There is a scene in John McManus’s short story “The Feed Zone” in which a poor Southern lad participating in a bicycle race swerves off the road to cut off and confront his nemesis—a blond pacesetter with a featherweight bike and a heavy attitude problem. The story, like many in this collection, has to do with weight; the weight of the bikes, but also the weight of apathies, addictions, angers, and cruelties of one sort or another that seem to drag McManus’s characters into the earth even as they race across its surface. But for a story that’s obsessed with weight on a literal level—it speaks of “titanium skewers and water-bottle cages and all the expensive little things [the racers] would buy to make their bikes an eighth-ounce lighter”—”The Feed Zone” has a strange denouement: The blond biker pulls from his racing jersey first a cell phone (to call for help) and then a knife (with which to slash the protagonist’s tires). A cell phone? A knife? McManus must have in mind a gravity knife.
Stop Breakin Down is full of such moments—promising scenarios let down by unaccountable lapses in logic and language. McManus’s stories involve adolescents speeding down Maryland’s highways, barrel-rolling in the south of England, and drinking themselves to death in Oregon, but in almost every instance, the author’s powers of description fail to evoke the plight and pathos we’re meant to feel for his characters. McManus writes about maggots burrowing into skulls, and alliterates and onomatopoeiates like crazy (“Listen to the wind blow listen. Ooooraroorarooo,” one story begins). But this doesn’t make him Cormac McCarthy. He writes about kids on drugs and how it feels to be a drugged-up kid (it feels “whatever”), but it fails to make him Denis Johnson.
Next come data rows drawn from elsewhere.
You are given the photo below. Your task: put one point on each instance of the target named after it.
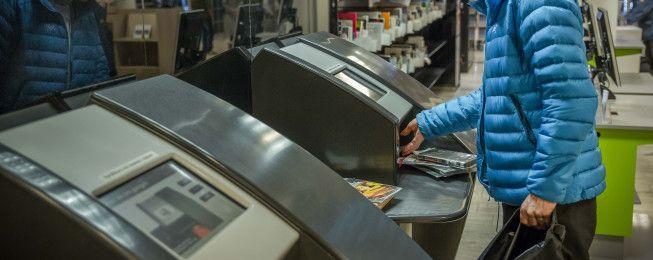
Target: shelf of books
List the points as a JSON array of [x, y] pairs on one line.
[[418, 37]]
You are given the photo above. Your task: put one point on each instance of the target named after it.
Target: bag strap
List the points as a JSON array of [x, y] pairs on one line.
[[512, 243]]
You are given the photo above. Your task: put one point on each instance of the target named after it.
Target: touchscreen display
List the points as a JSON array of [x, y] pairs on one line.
[[360, 85], [173, 206]]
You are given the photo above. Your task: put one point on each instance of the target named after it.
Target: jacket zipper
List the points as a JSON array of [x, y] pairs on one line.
[[524, 121], [69, 28], [482, 140]]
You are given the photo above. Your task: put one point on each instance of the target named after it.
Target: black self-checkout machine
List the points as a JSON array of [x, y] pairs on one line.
[[346, 106], [228, 75], [159, 169]]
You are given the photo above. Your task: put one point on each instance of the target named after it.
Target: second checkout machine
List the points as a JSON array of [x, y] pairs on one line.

There are occasional lightning flashes here: A young man’s manic frustration at his inability to play the banjo comes across clearly and compellingly; the story of a teenage drug dealer who is expelled from high school and takes to peddling E over the Internet (“nobody born before 1976 can use the Web at all period, nobody before 1980 can use it good like us”) captures the inarticulate without resorting to it. But such moments are few and far between. Like his characters, McManus—who is 22, and will be entering an MFA program in the fall—seems to be trying to do too much too soon.